I don't have a strong opinion on how and if Font Bakery should be re-architected. But I will say that, while working on contributions to the codebase, I've faced many of the issues already mentioned. I've started a fork named OpenBakery, and I welcome contributions from anyone and everyone 🙂

felipesanches commented 1 year ago

I am monitoring all commits made to the OpenBakery repo and porting them back here because there's nothing I disagree about what is being done there.

miguelsousa commented 1 year ago

I am monitoring all commits made to the OpenBakery repo and porting them back here because there's nothing I disagree about what is being done there.

@felipesanches while it's great to see Font Bakery moving in the same direction, I which you would respect my work by acknowledging in the commits themselves where you're getting the code changes from. I see you've started cherry-picking yesterday. I don't think it's too late to rewrite the commit history to add credit where credit is due. I'll also mention that you may want to be more careful with the changes you're porting. I can't say for sure because I don't have admin access to the services that Font Bakery uses, but I suspect that a recent commit to one of the workflows has made it stop working.
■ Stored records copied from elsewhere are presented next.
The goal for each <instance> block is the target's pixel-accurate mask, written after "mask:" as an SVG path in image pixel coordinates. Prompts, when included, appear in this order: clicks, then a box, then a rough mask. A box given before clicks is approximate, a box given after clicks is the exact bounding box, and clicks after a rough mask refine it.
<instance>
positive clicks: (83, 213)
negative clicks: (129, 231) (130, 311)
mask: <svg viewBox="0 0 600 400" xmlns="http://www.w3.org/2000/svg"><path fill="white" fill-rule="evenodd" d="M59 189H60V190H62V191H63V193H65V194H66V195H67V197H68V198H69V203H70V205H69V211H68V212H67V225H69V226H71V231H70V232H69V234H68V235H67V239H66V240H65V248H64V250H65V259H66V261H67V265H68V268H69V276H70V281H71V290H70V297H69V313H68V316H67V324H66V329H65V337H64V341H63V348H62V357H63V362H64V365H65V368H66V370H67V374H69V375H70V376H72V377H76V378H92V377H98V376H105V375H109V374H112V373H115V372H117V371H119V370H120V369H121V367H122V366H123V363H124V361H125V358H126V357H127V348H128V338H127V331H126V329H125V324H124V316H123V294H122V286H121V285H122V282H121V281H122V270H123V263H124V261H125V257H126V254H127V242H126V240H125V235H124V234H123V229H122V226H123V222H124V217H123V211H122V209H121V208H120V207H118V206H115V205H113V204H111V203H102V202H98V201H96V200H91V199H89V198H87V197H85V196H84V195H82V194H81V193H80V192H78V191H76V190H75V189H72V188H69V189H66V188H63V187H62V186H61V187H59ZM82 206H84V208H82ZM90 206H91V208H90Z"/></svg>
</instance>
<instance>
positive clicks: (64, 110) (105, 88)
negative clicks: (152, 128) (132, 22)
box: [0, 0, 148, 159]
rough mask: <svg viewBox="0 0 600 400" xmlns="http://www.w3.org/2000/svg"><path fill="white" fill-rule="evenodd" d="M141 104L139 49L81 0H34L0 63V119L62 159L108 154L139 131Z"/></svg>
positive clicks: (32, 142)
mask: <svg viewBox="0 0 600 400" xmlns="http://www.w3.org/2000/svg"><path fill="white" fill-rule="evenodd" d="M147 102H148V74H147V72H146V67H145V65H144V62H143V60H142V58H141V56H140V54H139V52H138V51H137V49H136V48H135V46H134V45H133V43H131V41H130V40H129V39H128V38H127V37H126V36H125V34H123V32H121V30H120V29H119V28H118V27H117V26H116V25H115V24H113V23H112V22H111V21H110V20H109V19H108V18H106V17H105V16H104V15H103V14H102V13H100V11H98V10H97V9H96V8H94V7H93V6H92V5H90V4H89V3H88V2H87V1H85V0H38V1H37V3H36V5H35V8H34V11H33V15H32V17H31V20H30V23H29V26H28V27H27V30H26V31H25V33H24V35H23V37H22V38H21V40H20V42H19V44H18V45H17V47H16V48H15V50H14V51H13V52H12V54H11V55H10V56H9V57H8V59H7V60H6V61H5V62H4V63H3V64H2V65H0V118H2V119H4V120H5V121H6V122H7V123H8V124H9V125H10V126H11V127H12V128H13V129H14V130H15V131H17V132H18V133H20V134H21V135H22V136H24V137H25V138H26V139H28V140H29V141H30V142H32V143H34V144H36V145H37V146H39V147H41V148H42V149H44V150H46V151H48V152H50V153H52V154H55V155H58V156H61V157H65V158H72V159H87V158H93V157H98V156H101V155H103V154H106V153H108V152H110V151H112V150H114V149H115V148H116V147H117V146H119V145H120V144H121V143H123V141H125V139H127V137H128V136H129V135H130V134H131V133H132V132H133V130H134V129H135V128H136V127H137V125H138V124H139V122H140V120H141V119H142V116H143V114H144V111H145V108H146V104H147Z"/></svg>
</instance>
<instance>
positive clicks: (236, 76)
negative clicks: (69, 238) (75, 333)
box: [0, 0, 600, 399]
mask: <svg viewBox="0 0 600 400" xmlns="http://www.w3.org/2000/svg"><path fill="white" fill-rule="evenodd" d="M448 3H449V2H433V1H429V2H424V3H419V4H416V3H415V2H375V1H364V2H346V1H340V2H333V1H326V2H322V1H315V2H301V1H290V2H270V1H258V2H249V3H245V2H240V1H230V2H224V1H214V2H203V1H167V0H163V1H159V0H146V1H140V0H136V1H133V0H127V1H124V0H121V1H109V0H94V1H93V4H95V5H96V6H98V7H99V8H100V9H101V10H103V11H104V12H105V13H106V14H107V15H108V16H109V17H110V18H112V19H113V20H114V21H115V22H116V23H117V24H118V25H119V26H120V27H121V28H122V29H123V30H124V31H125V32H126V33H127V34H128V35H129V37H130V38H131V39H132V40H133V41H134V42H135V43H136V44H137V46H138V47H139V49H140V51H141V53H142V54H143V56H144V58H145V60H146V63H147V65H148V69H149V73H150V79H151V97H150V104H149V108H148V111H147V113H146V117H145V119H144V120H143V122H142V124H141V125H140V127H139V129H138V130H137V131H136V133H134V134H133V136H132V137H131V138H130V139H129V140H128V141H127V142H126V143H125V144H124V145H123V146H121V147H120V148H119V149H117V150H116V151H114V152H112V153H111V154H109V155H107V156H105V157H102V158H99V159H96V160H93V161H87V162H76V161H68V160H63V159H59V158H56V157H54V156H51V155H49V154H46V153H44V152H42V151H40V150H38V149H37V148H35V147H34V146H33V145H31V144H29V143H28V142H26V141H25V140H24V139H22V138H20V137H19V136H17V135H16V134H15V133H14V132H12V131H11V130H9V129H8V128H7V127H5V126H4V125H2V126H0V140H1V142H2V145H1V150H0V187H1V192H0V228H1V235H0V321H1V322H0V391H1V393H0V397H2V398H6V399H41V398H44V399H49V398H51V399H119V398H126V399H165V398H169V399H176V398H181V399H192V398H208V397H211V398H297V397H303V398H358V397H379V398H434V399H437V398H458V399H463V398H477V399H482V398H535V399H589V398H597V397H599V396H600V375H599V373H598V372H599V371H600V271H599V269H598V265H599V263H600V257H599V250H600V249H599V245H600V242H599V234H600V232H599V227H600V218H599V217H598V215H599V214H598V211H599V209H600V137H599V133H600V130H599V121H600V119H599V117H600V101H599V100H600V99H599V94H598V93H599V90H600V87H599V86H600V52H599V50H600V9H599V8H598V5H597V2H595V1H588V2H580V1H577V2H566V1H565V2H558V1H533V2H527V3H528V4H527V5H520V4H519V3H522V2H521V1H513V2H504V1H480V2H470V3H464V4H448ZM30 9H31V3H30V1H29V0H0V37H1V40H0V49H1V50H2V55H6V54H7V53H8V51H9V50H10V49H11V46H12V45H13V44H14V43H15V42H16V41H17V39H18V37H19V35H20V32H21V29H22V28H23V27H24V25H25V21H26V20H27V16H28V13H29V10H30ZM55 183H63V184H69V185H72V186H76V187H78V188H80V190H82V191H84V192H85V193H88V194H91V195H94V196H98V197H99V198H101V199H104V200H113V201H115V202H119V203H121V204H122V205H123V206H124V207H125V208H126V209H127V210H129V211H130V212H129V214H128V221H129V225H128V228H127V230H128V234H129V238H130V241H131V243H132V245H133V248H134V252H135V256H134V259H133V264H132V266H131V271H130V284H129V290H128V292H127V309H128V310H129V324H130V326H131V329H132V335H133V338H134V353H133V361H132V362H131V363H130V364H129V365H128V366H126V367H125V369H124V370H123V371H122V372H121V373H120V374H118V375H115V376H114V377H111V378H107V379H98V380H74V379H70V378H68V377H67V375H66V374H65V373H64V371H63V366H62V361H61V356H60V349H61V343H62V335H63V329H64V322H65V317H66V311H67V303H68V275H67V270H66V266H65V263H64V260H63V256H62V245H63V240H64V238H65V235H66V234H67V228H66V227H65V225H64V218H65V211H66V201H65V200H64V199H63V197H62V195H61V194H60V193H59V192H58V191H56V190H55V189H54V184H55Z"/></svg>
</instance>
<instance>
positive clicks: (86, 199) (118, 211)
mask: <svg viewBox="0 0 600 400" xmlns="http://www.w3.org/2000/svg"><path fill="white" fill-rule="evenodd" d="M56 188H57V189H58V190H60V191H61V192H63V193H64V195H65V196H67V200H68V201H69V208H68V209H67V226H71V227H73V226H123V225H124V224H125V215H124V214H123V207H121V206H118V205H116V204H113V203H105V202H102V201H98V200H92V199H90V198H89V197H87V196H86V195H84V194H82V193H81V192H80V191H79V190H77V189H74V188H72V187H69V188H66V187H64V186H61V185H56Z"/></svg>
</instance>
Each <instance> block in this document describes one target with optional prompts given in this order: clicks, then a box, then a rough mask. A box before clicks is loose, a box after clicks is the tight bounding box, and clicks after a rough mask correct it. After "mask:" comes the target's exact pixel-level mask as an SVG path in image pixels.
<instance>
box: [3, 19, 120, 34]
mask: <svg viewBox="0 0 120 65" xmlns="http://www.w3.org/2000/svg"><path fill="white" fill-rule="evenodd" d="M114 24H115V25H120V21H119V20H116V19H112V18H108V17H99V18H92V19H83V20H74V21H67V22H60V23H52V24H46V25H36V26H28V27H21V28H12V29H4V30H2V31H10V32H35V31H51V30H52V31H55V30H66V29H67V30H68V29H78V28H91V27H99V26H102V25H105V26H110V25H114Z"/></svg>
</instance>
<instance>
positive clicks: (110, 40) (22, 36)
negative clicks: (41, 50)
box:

felipesanches commented 1 year ago

Sure, I can rewrite those commits to mention your name, no worries. I'll do it on my next work-day.

felipesanches commented 1 year ago

I'll also mention that you may want to be more careful with the changes you're porting. I can't say for sure because I don't have admin access to the services that Font Bakery uses, but I suspect that a recent commit to one of the workflows has made it stop working.

In cases like this, please open an issue.

miguelsousa commented 1 year ago

Sure, I can rewrite those commits to mention your name, no worries. I'll do it on my next work-day.

Thanks. Please don't include my GH username in the commit, otherwise my inbox will get overwhelmed with notifications.

felipesanches commented 1 year ago

Actually, it is not good practice to rewrite those commits because they are already included on the public main branch. But the very next one can reference them by commit hash and I'll mention you (but not using @ username, as per your request) on all future commits porting from your personal repository. I expect you to accept it as a gesture of good faith.

felipesanches commented 1 year ago

Here's a link to a spreadsheet I've been working on that helps me keep track of what @miguelsousa does on his personal repo. I treat it as effectively equivalent to a list of pull requests ;-)

https://docs.google.com/spreadsheets/d/1mMxqJWrptRci1CriNyuJHrTVdKs95NzI6ImF72T6zaA Screenshot from 2023-06-13 22-18-00

miguelsousa commented 1 year ago

In cases like this, please open an issue.

Felipe, respectfully, I have better things to do with my time than to validate what you commit. As you copy things over, I suggest you to skip any changes that you don't fully understand. Or, you could ask someone to review the changes; after all that's the process that's spelled out in the CONTRIBUTING.md file you've copied from the OpenBakery repo. Just don't ask me. I don't want to re-review my work. 😉

felipesanches commented 1 year ago

but you just did ;-)

miguelsousa commented 1 year ago

Actually, it is not good practice to rewrite those commits because they are already included on the public main branch. But the very next one can reference them by commit hash and I'll mention you (but not using @ username, as per your request) on all future commits porting from your personal repository. I expect you to accept it as a gesture of good faith.

Understood. Accepted.

simoncozens commented 1 year ago

I agree with many of the points raised, and I have racked my brains several times over the best way to re-architecture fontbakery. The idea of putting every check into a separate file is one I raised a long time ago. My goal in doing that would be that "profiles" could eventually become a YAML file listing checks to run, rather than a curious mix of check IDs and code.

However, this is a discussion rather than an issue to fix in fontbakery today so I'm converting it to a discussion.